I saw at once that the man was thoroughly in earnest, that he was upright in heart, had been in the presence of God, and knew his lost condition, and therefore I had no difficulty in presenting to him, in the plainest and simplest way, the gospel.
“Now, dear Hugh,” I said, “I am sure you would take no ground but that of a vile guilty sinner, one that has no claim upon God whatever, and deserving of nothing but hell.”
“Indeed I do,” was his reply: “this old bad heart of mine is full of sin, and I know that I am a poor lost guilty sinner,” and the earnest way he spoke revealed the really anxious condition of his soul.
“Well,” I said, “ I am thankful thus to see you in your true place before God, repentant to the very heart’s core; now I want to ask you what is revealed in the word of God as to those for whom Jesus died. Will you turn to your Bible for a moment and read what is said in Rom. 5:8? “But God commendeth his love toward us in that while we were yet sinners Christ died for us.” Now, according to your own admission, you are a hell-deserving sinner, and God reveals to you that for such as you His Son was put to death, and therefore you may know that His death has satisfied God for your sin and put it away.
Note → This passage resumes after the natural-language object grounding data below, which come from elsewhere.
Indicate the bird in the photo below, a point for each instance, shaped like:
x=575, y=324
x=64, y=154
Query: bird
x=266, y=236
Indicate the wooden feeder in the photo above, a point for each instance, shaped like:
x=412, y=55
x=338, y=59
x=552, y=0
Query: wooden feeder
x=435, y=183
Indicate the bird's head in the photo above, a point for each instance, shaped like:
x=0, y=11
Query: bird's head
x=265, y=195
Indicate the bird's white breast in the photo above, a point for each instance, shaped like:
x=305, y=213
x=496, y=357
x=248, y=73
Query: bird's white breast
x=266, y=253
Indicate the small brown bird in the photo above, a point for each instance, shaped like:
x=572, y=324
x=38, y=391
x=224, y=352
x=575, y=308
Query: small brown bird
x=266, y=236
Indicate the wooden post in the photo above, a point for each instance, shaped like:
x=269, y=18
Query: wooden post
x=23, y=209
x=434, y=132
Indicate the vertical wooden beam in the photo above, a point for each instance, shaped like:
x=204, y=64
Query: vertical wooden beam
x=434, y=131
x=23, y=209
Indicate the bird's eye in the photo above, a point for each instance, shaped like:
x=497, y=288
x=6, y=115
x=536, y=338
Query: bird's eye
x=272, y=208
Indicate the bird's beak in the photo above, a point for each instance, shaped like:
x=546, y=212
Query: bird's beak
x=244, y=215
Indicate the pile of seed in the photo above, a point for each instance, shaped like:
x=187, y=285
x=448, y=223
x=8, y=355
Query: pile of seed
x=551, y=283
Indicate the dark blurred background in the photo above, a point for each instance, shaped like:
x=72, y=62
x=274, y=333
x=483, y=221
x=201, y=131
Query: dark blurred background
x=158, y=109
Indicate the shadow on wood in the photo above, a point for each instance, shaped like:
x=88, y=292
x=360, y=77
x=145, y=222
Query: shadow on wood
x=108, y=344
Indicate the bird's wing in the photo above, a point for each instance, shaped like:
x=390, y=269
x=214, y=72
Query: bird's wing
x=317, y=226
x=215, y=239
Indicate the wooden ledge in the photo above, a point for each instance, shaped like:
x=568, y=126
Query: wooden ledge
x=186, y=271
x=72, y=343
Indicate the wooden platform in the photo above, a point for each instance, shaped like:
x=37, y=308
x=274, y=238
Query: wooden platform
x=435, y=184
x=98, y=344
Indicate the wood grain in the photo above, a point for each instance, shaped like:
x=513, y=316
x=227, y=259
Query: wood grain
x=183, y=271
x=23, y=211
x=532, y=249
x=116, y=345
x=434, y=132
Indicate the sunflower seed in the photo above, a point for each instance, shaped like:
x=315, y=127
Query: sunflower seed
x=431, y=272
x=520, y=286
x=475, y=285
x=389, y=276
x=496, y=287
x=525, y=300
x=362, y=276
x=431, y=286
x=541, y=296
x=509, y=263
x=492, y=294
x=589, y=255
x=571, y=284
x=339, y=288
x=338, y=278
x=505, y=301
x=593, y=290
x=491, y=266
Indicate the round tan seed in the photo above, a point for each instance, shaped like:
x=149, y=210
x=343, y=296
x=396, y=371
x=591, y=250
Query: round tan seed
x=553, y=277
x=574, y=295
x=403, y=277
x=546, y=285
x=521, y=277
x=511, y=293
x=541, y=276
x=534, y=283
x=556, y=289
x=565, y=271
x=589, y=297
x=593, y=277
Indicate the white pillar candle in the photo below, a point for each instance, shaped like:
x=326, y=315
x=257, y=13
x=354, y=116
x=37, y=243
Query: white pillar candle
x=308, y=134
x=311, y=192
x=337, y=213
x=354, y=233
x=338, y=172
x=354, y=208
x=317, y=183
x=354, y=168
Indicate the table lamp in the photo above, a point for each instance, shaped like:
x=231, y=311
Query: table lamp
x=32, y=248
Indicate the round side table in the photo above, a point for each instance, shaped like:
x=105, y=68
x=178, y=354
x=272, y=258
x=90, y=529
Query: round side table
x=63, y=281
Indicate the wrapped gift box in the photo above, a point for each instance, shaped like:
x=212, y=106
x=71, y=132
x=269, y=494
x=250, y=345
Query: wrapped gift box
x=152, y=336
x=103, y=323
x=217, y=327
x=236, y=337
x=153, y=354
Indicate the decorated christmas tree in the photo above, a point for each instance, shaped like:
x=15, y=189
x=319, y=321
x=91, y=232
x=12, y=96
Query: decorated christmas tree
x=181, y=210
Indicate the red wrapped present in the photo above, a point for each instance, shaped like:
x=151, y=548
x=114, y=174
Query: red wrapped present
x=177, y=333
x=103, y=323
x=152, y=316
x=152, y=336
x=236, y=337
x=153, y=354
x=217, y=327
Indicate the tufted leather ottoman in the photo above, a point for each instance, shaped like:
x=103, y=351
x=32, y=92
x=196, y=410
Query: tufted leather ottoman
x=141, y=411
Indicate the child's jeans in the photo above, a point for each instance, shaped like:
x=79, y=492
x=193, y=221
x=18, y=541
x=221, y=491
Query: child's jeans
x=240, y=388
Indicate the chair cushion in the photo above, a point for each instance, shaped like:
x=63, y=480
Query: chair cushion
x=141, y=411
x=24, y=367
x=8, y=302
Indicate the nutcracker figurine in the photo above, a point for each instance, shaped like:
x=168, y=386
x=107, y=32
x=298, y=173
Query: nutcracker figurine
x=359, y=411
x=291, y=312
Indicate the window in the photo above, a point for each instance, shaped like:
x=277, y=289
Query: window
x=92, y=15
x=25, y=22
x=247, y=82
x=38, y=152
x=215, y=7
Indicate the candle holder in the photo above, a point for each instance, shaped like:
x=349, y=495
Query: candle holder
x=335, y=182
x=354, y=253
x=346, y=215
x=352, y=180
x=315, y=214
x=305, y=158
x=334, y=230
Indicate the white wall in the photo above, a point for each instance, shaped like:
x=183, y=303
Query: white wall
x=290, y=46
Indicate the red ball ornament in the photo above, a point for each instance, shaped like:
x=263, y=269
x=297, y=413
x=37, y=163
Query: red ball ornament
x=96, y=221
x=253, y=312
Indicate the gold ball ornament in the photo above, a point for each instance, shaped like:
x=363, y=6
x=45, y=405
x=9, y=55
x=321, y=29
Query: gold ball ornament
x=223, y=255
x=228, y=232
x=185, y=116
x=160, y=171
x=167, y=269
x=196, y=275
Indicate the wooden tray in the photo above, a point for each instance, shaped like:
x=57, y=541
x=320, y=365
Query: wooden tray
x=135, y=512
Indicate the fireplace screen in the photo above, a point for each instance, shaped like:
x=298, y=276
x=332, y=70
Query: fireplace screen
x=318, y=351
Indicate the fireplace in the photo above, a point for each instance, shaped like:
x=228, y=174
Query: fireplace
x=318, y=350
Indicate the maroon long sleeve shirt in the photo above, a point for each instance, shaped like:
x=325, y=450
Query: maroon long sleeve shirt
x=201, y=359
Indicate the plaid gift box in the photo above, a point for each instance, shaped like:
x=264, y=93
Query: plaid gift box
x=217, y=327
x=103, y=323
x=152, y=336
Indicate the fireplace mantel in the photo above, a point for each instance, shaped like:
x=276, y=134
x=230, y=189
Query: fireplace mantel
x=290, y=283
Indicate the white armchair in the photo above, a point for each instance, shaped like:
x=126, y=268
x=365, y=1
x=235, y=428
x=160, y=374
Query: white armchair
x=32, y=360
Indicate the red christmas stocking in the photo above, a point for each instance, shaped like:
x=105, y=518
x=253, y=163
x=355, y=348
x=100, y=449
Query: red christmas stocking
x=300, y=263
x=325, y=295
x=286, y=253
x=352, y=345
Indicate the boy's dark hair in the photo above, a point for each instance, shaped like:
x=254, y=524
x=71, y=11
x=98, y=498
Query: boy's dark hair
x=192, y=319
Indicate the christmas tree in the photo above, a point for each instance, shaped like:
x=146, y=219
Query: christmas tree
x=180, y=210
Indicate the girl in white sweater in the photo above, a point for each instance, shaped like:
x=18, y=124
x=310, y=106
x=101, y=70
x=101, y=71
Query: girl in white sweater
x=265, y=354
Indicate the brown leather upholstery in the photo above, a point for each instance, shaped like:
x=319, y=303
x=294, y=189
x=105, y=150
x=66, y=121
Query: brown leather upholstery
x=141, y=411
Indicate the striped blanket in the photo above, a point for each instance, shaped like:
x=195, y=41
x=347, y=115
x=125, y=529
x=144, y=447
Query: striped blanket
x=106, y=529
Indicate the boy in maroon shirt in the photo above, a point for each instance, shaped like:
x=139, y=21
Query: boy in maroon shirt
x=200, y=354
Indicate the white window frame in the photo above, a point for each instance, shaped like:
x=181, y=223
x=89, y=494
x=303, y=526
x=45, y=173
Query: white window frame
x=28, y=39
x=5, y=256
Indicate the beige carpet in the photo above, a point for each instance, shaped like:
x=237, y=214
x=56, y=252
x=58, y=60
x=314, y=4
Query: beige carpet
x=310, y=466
“ Oh but,” he said, “I canna get the grip. I see it all, it’s so plain, but somehow I canna get the grip;” and the perspiration rolled down his face in his earnestness.
“Well, but,” I answered, “you are making a difficulty where God makes none: you are waiting to get a grip, when you ought, like a little child, to be simply receiving God’s testimony that Christ by His death has made a full atonement for your sins; that God has accepted His finished work, of which Christ’s presence at His father’s right hand is a proof to you, and that believing in Him you are free from all your sins in the sight of God; for He says, “all that believe are justified from all things.” Acts 13:39.
“Well,” he said, “I dunna ken how it is, I feel I want to grip it, and I hae nae power. I canna believe it is for me.”
Well, again and again I pressed him with all the earnestness and clearness I could, for I felt the soul was hanging betwixt life and death, and the least turn the wrong way might end fatally; but he still maintained he “could na get the grip.”
Our time was up, and we had to leave; but so heavily was he laid upon my heart that I could not help praying for him specially at the meeting we were holding. The answer was not long deferred.
He says, it was about the middle of that night he awoke in fearful trouble about his soul: he felt he should have to cry out, for his heart was bursting; but he suddenly felt as if the blessed Savior was personally present, and saying so sweetly to him, “Him that cometh to me I will in no wise cast out.”
“Ο Lord.” he said, “I’ll come, I’ll come,” and he then and there believing came to Jesus and found that peace he had sought for thirteen long years, and then that glorious hymn came to his mind,
“I bear the words of love,
I gaze upon the blood,
I see the mighty sacrifice,
And I have peace with God.”
He’d “got the grip” at last—and peace with God was his through faith in Jesus—and now he sits at the feet of Jesus, a purged worshipper, having no more conscience of sins.
As I write this simple story that happened last week, I am reminded of how, in Numb. 10, the ark of God went out of its due order in consequence of the failure of the people’s leader, God in His rich grace rising superior to His servant’s weakness; for, as in the present instance, though the gospel is His “power unto salvation to everyone that believeth,” and “faith cometh by hearing, and hearing by the word of God;” yet He would seem in the fullness of His love to have gone a little out of the ordinary course of things and granted some manifestation to his poor creature that he might no longer doubt, but “rejoice believing.” So with Thomas. John 20.
But be that as it may, dear reader, will you let me now affectionately turn to you and ask you, Have you received God’s testimony concerning Jesus, and are you therefore saved? Most solemn is your position if still dead in trespasses and sins, as we all by nature are—heirs of wrath and misery—but do not wait till you get the grip, do not wait till you have some vision in the night, for such may never come to you, but in simple faith believe on Him who said to that doubting heart, and who says to you, “Him that cometh to me I will in no wise cast out.” (John 6:37.) The Lord bless you. D. T. G.